In [1]:
import os
import psycopg2
from dotenv import load_dotenv
load_dotenv()

rds_host=os.getenv('DB_HOST2')
rds_port = os.getenv('DB_PORT2')
db_name=os.getenv('DB_NAME2')
db_user=os.getenv('DB_USER2')
db_password=os.getenv('DB_PASS2')


In [2]:
# Establish a connection to your PostgreSQL database
connection = psycopg2.connect(
    host=rds_host,
    port=rds_port,
    database=db_name,
    user=db_user,
    password=db_password
)

In [3]:
# Create a cursor object to interact with the database
cursor = connection.cursor()

In [4]:
# Define SQL queries to create the tables

# 1. Create the State table
create_state_table = """
CREATE TABLE "state_table" (
    "area" int   NOT NULL,
    "area_title" varchar(30)   NOT NULL,
    "prim_state" varchar(30)   NOT NULL,
    CONSTRAINT "pk_State_Table2" PRIMARY KEY (
        "area"
     )
);
"""

In [5]:
# 2. Create the Occupation table
create_occupation_table = """
CREATE TABLE "occupation_table" (
    "occ_code" varchar(20)   NOT NULL,
    "occ_title" varchar(200)   NOT NULL,
    "o_group" varchar(40)   NOT NULL,
    CONSTRAINT "pk_Occupation_Table2" PRIMARY KEY (
        "occ_code"
     )
);
"""

In [6]:
# 3. Create the EmploymentWage table
create_employment_wage_table = """
CREATE TABLE "employmentwage_table" (
    "area" int   NOT NULL,
    "occ_code" varchar(10)   NOT NULL,
    "tot_emp" numeric(12,2)   NOT NULL,
    "emp_prse" numeric(12,2)   NOT NULL,
    "jobs_1000" numeric(12,2)   NOT NULL,
    "loc_quotient" numeric(12,2)   NOT NULL,
    "h_mean" numeric(12,2)   NOT NULL,
    "a_mean" numeric(12,2)   NOT NULL,
    "mean_prse" numeric(12,2)   NOT NULL,
    "h_pct25" numeric(12,2)   NOT NULL,
    "h_median" numeric(12,2)   NOT NULL,
    "h_pct75" numeric(12,2)   NOT NULL,
    "a_pct25" numeric(12,2)   NOT NULL,
    "a_median" numeric(12,2)   NOT NULL,
    "a_pct75" numeric(12,2)   NOT NULL,
    CONSTRAINT "pk_EmploymentWage_Table2" PRIMARY KEY (
        "area","occ_code"
     )
);
"""

In [7]:
# Execute the queries to create the tables
cursor.execute(create_state_table)
cursor.execute(create_occupation_table)
cursor.execute(create_employment_wage_table)

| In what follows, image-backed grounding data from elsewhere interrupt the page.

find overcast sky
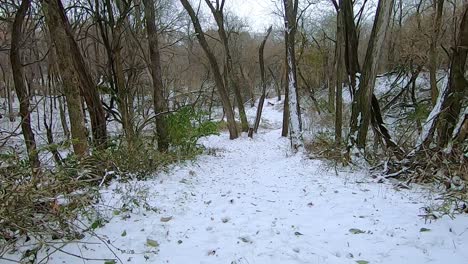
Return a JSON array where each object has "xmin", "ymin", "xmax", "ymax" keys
[
  {"xmin": 191, "ymin": 0, "xmax": 339, "ymax": 33},
  {"xmin": 224, "ymin": 0, "xmax": 280, "ymax": 32}
]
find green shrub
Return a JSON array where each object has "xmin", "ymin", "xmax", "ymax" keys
[
  {"xmin": 166, "ymin": 106, "xmax": 218, "ymax": 154},
  {"xmin": 97, "ymin": 138, "xmax": 176, "ymax": 180}
]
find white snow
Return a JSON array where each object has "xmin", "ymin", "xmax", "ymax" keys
[
  {"xmin": 416, "ymin": 76, "xmax": 449, "ymax": 148},
  {"xmin": 3, "ymin": 99, "xmax": 468, "ymax": 264}
]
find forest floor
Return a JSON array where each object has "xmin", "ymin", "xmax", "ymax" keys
[{"xmin": 5, "ymin": 100, "xmax": 468, "ymax": 264}]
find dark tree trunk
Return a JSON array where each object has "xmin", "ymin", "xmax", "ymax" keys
[
  {"xmin": 334, "ymin": 8, "xmax": 345, "ymax": 145},
  {"xmin": 205, "ymin": 0, "xmax": 249, "ymax": 132},
  {"xmin": 281, "ymin": 65, "xmax": 290, "ymax": 137},
  {"xmin": 429, "ymin": 0, "xmax": 444, "ymax": 106},
  {"xmin": 43, "ymin": 0, "xmax": 89, "ymax": 157},
  {"xmin": 44, "ymin": 0, "xmax": 107, "ymax": 149},
  {"xmin": 180, "ymin": 0, "xmax": 238, "ymax": 139},
  {"xmin": 143, "ymin": 0, "xmax": 170, "ymax": 151},
  {"xmin": 253, "ymin": 26, "xmax": 273, "ymax": 134},
  {"xmin": 348, "ymin": 0, "xmax": 394, "ymax": 150},
  {"xmin": 283, "ymin": 0, "xmax": 303, "ymax": 152},
  {"xmin": 268, "ymin": 67, "xmax": 281, "ymax": 101},
  {"xmin": 418, "ymin": 4, "xmax": 468, "ymax": 150},
  {"xmin": 436, "ymin": 4, "xmax": 468, "ymax": 147},
  {"xmin": 10, "ymin": 0, "xmax": 40, "ymax": 169},
  {"xmin": 342, "ymin": 0, "xmax": 361, "ymax": 92}
]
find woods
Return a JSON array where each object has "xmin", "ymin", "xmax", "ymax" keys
[{"xmin": 1, "ymin": 0, "xmax": 467, "ymax": 262}]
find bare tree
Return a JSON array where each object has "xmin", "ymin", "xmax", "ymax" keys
[
  {"xmin": 43, "ymin": 0, "xmax": 89, "ymax": 157},
  {"xmin": 10, "ymin": 0, "xmax": 40, "ymax": 169},
  {"xmin": 348, "ymin": 0, "xmax": 395, "ymax": 150},
  {"xmin": 429, "ymin": 0, "xmax": 444, "ymax": 106},
  {"xmin": 252, "ymin": 26, "xmax": 273, "ymax": 135},
  {"xmin": 143, "ymin": 0, "xmax": 170, "ymax": 151},
  {"xmin": 180, "ymin": 0, "xmax": 238, "ymax": 139},
  {"xmin": 204, "ymin": 0, "xmax": 249, "ymax": 132},
  {"xmin": 333, "ymin": 2, "xmax": 345, "ymax": 145},
  {"xmin": 283, "ymin": 0, "xmax": 303, "ymax": 152},
  {"xmin": 419, "ymin": 3, "xmax": 468, "ymax": 149}
]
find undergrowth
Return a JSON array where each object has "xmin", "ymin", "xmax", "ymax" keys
[{"xmin": 0, "ymin": 107, "xmax": 219, "ymax": 262}]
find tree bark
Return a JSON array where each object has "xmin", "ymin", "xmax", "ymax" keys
[
  {"xmin": 43, "ymin": 0, "xmax": 89, "ymax": 157},
  {"xmin": 180, "ymin": 0, "xmax": 238, "ymax": 139},
  {"xmin": 204, "ymin": 0, "xmax": 249, "ymax": 132},
  {"xmin": 429, "ymin": 0, "xmax": 444, "ymax": 106},
  {"xmin": 253, "ymin": 26, "xmax": 273, "ymax": 134},
  {"xmin": 64, "ymin": 3, "xmax": 107, "ymax": 149},
  {"xmin": 143, "ymin": 0, "xmax": 170, "ymax": 151},
  {"xmin": 282, "ymin": 65, "xmax": 290, "ymax": 137},
  {"xmin": 342, "ymin": 0, "xmax": 361, "ymax": 92},
  {"xmin": 10, "ymin": 0, "xmax": 40, "ymax": 169},
  {"xmin": 348, "ymin": 0, "xmax": 394, "ymax": 150},
  {"xmin": 97, "ymin": 0, "xmax": 132, "ymax": 143},
  {"xmin": 268, "ymin": 67, "xmax": 282, "ymax": 101},
  {"xmin": 437, "ymin": 4, "xmax": 468, "ymax": 147},
  {"xmin": 334, "ymin": 8, "xmax": 345, "ymax": 145},
  {"xmin": 417, "ymin": 4, "xmax": 468, "ymax": 150},
  {"xmin": 283, "ymin": 0, "xmax": 303, "ymax": 152},
  {"xmin": 44, "ymin": 0, "xmax": 107, "ymax": 149}
]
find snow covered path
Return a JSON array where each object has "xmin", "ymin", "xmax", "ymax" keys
[{"xmin": 10, "ymin": 102, "xmax": 468, "ymax": 264}]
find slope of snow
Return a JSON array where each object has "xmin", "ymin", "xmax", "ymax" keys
[{"xmin": 4, "ymin": 99, "xmax": 468, "ymax": 264}]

# Commit the changes to the database
connection.commit()

print("Tables created successfully.")

Tables created successfully.


In [8]:
# Define file paths for the CSV files
state_csv = 'data/State_Table.csv'
occupation_csv = 'data/Occupation_Table.csv'
employment_wage_csv = 'data/EmploymentWage_Table.csv'

In [9]:
# Function to upload CSV 
def copy_csv_to_table(cursor, table_name, csv_file):
    try:
        with open(csv_file, 'r') as f:
            next(f)  # Skip the header row
            cursor.copy_expert(f"COPY {table_name} FROM stdin WITH CSV HEADER", f)
        print(f"Data loaded successfully into {table_name}")
    except Exception as e:
        print(f"Error loading data into {table_name}: {e}")
        connection.rollback()  # Rollback the transaction if there's any error
    else:
        connection.commit()  # Commit the transaction only if no error occurs

# loading data into the tables

try:
    # Upload CSV data into the State_Table2
    copy_csv_to_table(cursor, "state_table", state_csv)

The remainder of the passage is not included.